CHILD DEVELOPMENT: Pre/Post-Natal Homecare Is Effective
"Poor women who received regular home counseling by nurses before and after they gave birth reared children with fewer behavioral problems as adolescents," according to a new study published in this week's Journal of the American Medical Association (Coleman, AP/Nando Times, 10/13). Led by Dr. David Olds of the University of Colorado Health Sciences Center, the study followed 315 children born to unmarried white women in upstate New York, with half receiving pre- and post-natal nurse visits and half receiving standard prenatal and post-natal care.

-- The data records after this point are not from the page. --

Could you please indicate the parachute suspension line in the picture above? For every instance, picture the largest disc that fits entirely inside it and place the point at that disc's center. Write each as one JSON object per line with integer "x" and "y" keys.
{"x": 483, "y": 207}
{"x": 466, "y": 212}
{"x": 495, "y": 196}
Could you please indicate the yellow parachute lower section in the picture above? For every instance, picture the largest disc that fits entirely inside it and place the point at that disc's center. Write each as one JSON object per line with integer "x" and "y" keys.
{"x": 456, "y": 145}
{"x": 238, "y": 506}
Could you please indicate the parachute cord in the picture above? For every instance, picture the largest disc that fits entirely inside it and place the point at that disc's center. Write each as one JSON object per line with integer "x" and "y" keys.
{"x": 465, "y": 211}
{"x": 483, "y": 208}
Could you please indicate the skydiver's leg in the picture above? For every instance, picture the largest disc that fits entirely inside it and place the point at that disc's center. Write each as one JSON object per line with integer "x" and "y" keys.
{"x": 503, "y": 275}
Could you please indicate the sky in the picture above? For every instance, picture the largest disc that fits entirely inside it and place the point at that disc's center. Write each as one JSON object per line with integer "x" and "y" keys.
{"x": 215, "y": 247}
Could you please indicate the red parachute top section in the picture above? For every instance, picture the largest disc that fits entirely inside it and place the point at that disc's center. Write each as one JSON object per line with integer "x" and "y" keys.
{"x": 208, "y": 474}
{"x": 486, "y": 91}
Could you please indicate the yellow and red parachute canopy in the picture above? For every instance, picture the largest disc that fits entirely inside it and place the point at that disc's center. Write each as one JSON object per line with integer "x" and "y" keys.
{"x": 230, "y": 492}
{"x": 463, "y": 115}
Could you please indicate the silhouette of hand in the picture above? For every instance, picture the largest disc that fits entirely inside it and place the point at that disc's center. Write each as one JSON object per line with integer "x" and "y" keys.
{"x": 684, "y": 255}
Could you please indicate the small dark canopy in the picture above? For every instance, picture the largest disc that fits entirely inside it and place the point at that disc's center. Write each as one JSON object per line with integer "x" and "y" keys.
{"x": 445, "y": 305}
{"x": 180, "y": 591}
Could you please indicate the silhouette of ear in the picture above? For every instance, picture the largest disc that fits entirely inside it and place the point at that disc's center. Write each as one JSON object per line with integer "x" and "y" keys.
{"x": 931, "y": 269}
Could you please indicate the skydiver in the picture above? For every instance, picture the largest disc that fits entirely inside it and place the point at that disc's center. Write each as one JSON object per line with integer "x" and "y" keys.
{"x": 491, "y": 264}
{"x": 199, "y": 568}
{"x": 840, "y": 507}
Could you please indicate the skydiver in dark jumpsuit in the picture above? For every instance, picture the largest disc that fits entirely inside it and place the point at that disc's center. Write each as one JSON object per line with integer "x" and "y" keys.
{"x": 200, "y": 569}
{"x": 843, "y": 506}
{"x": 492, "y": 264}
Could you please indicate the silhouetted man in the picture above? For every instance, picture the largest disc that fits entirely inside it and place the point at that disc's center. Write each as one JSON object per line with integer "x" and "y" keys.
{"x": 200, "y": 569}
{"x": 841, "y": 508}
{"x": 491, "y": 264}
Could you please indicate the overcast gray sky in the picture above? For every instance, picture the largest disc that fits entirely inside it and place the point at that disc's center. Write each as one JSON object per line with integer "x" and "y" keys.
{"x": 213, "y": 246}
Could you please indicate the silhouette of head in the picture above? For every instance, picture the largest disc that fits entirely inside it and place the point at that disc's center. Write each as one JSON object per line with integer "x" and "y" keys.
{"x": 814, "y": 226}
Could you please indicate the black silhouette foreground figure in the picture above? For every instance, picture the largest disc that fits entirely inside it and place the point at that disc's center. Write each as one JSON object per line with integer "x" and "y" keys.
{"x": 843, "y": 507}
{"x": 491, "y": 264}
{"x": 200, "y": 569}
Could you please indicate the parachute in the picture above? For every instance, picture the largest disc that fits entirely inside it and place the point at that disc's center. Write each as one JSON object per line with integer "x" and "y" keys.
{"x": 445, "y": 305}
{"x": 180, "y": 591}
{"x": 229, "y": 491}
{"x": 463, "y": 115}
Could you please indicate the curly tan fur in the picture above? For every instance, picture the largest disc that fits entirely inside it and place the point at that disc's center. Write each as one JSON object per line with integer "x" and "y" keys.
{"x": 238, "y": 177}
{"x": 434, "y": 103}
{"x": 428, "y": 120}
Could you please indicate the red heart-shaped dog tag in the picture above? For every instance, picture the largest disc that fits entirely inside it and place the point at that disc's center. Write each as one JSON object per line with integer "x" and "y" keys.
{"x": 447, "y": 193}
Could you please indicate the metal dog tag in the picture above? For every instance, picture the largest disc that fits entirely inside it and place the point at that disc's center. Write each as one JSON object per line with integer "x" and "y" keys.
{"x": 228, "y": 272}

Over nine visits, the nurses also provided expectant mothers with "maternal personal development" counseling, linking "families with needed health care and human services." The children of the mothers who received home visits reported "fewer instances of running away, fewer arrests, fewer convictions and violations of probation, fewer lifetime sex partners, fewer cigarettes smoked per day, and fewer days having consumed alcohol in the last six months." By way of confirmation, parents of the participating children also reported the children had "fewer behavioral problems related to use of alcohol and other drugs" (Olds et al., JAMA, 10/14 issue). Click here to see an abstract of the study.
Convincing Evidence
In an accompanying editorial, Dr. Felton Earls of the Harvard School of Public Health, called the experiment "well designed" and said it "provides convincing evidence that home visitation by nurses during the prenatal period and the first 24 months of postnatal life produces long-lasting" benefits. However, Earls said that "it will be no easy task to advance policy in this area, regardless of how compelling the evidence." As a result, "disadvantaged children will continue to pay a price in terms of educational underachievement, vulnerability to substance abuse, and the many negative consequences of antisocial and criminal behavior" (Earls, JAMA, 10/14).